In 1936, 20-year-old Edward Weismiller became the youngest poet to win the prestigious Yale Series of Younger Poets prize. In this collection of poems, his youthful lyricism has given way to plainness of speech - even spareness. These poems are honest and unflinching, always striking in their prosody. They may remind some readers of Yeats, for they convey nobility in the face of old age, infirmity and disappointment. Weismiller sings powerfully about a world of loss, but he is never grim or despairing. The poet in old age remains hopeful, open to possibility, and always aware of beauty in the smallest places.
What a wonderful surprise, wonderful collection. I must admit my ignorance-I had never heard of Edwar Weismiller, more to my loss. There are so many good poets wriiting. Weismiller died in 2010 and this seems to be his last pubished collection with only 2 others long out of print. Ted Kooser thught so highly of him and listed this poem as exemplery:
Sea Horse
You might think it would leap the waves in a white fire of foam racing, eyes mad with what might be delight:
a runaway, or loosed from a god’s team, galloping in its vast pasture. But this one was the size of a brooch, thin, and red-gold, and still.
The children had sent for it from the Atlantic.

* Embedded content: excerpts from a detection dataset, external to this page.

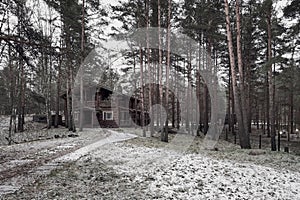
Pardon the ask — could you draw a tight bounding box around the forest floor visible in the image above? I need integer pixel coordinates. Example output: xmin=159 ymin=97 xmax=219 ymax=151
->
xmin=0 ymin=126 xmax=300 ymax=200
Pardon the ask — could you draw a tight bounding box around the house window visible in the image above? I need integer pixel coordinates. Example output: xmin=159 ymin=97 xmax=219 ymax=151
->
xmin=103 ymin=111 xmax=113 ymax=120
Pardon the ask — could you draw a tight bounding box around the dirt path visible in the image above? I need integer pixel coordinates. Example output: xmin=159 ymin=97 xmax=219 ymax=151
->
xmin=0 ymin=130 xmax=134 ymax=199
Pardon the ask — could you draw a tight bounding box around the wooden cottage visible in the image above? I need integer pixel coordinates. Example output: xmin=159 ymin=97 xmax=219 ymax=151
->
xmin=73 ymin=87 xmax=149 ymax=128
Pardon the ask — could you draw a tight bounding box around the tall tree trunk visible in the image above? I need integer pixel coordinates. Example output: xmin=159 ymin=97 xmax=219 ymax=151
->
xmin=79 ymin=0 xmax=85 ymax=131
xmin=146 ymin=0 xmax=154 ymax=137
xmin=162 ymin=0 xmax=171 ymax=142
xmin=267 ymin=0 xmax=276 ymax=151
xmin=225 ymin=0 xmax=251 ymax=149
xmin=157 ymin=0 xmax=164 ymax=141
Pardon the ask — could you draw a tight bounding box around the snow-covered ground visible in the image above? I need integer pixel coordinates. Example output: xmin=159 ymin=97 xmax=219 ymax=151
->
xmin=0 ymin=131 xmax=300 ymax=200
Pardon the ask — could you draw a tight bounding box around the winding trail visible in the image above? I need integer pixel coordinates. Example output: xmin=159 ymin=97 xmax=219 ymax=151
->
xmin=0 ymin=129 xmax=136 ymax=196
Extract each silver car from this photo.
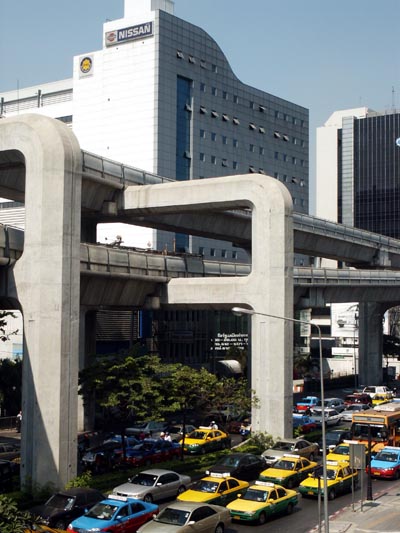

It arrived by air in a pouch of seawater containing all it needed to sustain life as it crossed the continent.
Following instructions we made it a small, nourishing ocean in which it anchored itself upright to a strand of seaweed, and, staring jewel-eyed
at nothing, slowly faded white and died.
Such poignancy without bathos, craft without pretension, simple language without prosaism.
I wish I had met Weismiller's poetry before. I wish he had written more. I heartily recommend this collection.